Each time the card with the couple and the bolt from above shows up. The faces blur and fade a little more each time, but it could be the tears that well up. One time we are in Vienna. Another time, Santorini. All places Harald and I have been. Happy times. What is he looking for? Our past with someone else? The thought creeps me out.

Even creepier. We aren't alone any more. I don't know who these people are. Dream people? Am I going insane along with Harald? He seems content in his slide, except when I confront him. He runs to her each time. What am I doing wrong?

I sit in a pub in London on the Thames. Near the Tower Bridge. It is late afternoon, as it almost always is in the dream, and the light is wan and liquid buttery. Sounds seem muffled. They will come by any minute now. My arrival always seems timed to coincide with their passage in some way.
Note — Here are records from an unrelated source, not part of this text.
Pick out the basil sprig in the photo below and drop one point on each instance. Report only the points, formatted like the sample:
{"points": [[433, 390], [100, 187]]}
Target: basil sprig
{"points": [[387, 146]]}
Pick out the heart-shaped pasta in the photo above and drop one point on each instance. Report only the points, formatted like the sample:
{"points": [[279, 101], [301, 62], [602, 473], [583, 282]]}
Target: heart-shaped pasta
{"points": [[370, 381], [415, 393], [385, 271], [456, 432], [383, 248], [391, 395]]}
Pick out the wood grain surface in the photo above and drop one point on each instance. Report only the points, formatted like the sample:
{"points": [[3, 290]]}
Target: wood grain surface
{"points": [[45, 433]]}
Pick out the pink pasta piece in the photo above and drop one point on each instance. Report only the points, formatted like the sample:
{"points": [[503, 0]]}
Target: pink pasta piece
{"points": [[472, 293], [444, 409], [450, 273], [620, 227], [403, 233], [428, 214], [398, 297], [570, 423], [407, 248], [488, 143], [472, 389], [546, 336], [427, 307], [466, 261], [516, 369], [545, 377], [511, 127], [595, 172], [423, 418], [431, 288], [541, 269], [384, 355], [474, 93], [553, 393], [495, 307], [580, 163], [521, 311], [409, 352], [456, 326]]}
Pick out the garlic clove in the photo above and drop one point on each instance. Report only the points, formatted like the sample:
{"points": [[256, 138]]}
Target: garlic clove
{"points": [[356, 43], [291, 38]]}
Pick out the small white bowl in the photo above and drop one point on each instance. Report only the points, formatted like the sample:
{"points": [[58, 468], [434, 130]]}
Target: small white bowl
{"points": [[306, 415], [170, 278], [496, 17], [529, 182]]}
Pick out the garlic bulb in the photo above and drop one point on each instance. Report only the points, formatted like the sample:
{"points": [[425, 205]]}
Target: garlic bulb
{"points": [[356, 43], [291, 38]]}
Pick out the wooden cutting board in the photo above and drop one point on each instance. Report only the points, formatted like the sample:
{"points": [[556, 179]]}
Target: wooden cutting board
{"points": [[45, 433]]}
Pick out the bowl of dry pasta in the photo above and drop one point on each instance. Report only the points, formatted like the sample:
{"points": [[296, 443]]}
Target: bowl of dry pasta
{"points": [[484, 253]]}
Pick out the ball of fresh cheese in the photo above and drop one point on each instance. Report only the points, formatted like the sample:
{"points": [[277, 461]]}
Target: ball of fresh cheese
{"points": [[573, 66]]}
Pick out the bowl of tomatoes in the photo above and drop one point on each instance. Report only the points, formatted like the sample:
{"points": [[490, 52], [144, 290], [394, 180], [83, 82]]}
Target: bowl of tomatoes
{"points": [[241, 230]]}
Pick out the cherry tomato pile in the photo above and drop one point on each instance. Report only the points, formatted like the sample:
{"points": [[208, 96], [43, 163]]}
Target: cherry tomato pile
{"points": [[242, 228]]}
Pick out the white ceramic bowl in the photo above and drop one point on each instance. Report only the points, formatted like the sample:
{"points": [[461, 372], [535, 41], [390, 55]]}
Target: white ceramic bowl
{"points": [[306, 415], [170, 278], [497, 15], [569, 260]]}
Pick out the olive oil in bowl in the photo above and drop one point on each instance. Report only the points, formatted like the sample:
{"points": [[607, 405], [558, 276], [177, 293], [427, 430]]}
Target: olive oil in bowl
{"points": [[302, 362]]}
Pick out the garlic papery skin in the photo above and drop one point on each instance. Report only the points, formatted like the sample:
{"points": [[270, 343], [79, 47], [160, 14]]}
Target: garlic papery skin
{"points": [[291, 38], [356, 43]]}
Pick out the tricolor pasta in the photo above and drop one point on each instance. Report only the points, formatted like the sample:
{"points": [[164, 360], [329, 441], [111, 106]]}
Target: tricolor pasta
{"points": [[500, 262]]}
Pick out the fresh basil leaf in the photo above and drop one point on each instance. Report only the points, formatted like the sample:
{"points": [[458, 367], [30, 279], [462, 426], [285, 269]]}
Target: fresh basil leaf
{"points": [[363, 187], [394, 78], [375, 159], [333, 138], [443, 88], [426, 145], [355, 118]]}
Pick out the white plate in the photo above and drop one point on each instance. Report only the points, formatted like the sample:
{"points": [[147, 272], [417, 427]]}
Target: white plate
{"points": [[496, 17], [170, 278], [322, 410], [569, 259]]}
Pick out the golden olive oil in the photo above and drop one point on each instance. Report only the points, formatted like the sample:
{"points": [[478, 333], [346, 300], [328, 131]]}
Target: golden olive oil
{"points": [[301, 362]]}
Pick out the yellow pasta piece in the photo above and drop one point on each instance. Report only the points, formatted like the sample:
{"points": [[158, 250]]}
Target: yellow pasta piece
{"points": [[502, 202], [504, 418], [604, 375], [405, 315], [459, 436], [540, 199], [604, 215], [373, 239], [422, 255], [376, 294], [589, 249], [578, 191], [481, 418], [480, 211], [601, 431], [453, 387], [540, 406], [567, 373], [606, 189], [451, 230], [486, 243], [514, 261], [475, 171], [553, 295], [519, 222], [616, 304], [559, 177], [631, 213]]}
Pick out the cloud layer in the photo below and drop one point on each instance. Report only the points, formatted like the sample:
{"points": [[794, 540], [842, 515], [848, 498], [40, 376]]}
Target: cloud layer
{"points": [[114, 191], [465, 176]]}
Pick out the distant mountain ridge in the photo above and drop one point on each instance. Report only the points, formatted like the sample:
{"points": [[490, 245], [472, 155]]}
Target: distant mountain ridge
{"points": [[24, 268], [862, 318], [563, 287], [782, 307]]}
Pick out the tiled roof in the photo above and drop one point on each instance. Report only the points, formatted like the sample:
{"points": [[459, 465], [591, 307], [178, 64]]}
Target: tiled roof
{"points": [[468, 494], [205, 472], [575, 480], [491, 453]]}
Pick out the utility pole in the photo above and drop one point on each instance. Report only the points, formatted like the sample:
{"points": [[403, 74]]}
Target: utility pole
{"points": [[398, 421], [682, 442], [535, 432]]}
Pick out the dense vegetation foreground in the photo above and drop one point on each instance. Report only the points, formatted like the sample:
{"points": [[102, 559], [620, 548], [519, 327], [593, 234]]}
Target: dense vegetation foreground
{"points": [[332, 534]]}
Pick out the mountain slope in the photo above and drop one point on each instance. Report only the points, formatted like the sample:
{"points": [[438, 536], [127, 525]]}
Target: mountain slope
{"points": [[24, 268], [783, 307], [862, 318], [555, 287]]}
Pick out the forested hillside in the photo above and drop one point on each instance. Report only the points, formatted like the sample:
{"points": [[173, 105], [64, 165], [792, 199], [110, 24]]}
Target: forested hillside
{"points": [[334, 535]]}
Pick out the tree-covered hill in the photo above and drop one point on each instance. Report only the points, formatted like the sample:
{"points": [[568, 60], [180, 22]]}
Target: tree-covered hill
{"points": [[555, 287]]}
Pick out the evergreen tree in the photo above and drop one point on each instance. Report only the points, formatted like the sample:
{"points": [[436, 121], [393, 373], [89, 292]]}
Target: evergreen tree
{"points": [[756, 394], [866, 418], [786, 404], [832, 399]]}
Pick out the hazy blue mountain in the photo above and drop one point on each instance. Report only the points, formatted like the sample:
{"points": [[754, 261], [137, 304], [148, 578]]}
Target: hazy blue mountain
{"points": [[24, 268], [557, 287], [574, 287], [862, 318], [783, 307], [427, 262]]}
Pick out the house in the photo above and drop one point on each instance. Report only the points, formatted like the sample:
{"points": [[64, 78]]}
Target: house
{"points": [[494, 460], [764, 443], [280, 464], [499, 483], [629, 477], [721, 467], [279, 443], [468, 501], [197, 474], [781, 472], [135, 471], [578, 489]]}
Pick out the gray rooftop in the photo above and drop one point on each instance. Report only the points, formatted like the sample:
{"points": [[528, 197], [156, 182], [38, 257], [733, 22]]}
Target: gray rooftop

Thinking about it makes me ill.

The strong bitter quenches my thirst. People stride by outside. This seems all too real. Not like a dream at all. I'm losing my life.

Zeebra warned me even if not directly. She said to concentrate only on what I want. That was the nature of the magic, if magic it was. I am not sure. About that, or about what I want. Is my uncertainty leading me from my path, from everything that has meaning in the real world? Harald has become the dream. Him and his lover. They know exactly what they want. All the time, too.

"Haven't seen you here before." He has curls, dishwater blond ones, but they don't look ridiculous on him. A slender face and gentle, curious eyes of deep brown.

"No. Just passing through." I smile and look past him, out into the street, not wanting to miss their passage.

They glide into view, walking arm-in-arm. She leans her head on his shoulder. I leave my beer and my new acquaintance and charge out into the street. I am lightning bolt.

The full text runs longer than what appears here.